The 51-year-old lawyer gained international fame and a Nobel Peace Prize nomination for his defense of the banned Falun Gong movement and standing up for farmers in land rights disputes. Gao, a Christian, has been in and out of confinement since 2006.

Gao said that an electric cattle prod to his face was among the types of torture he endured.

“I thought about giving up and giving my time to my family, but it’s the mission God has given me” to stay in China, said Gao, who told the AP he managed to survive three years in solitary confinement through his faith in God and ultimate hope for his country.

At one point during his time in the Xinjiang prison, Gao said authorities installed a loudspeaker in his cell that blared socialist propaganda for 68 weeks straight.

“You cannot imagine the mental harassment they inflicted upon me,” Gao said.

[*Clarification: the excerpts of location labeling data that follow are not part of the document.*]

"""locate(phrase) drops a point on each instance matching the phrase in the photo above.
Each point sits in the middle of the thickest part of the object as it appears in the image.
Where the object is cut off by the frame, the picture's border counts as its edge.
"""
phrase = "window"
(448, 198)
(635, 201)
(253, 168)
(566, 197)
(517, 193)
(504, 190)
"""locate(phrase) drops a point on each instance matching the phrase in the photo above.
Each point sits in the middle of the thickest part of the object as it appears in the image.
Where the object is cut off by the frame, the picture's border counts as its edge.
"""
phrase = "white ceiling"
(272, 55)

Faxed questions from AP to the Chinese ministries of public security, justice and foreign affairs on Gao’s allegations of torture were not answered.

Gao’s wife, daughter and son, are living in the United States. His wife, Geng He, has questioned whe Gao remains under house arrest in China.

“I don’t understand why the government has to imprison him. He is just a lawyer. His legal profession requires him to help and serve others. Why is he being treated like this?” she said . “He is standing up for greater freedom in China.”

Geng He had said she would like to see Gao’s case discussed when Chinese President Xi Jinping and President Barack Obama meet in Washington, but then posted on Twitter that Gao had sent her a letter asking that she decline an invitation to meet with a U.S. deputy secretary of state ahead of the Xi-Obama summit.

In the letter, Gao told Geng He that meeting with American officials while U.S. politicians glad-hand the head of the Chinese Communist Party (CCP) was not worth the effort.

Gao wrote that, since the administration of President Bill Clinton, “the American political class has disregarded the basic humanitarian principles and muddied itself by getting so close to the sinister Communist Party.”

Gao said he wants to be reunited with his family but that he feels he must stay in China.

“My wife is suffering, but I can do nothing,” he said. “I understand those persecuted souls who have left China and I am glad for them, but I cannot be among them. I cannot go.”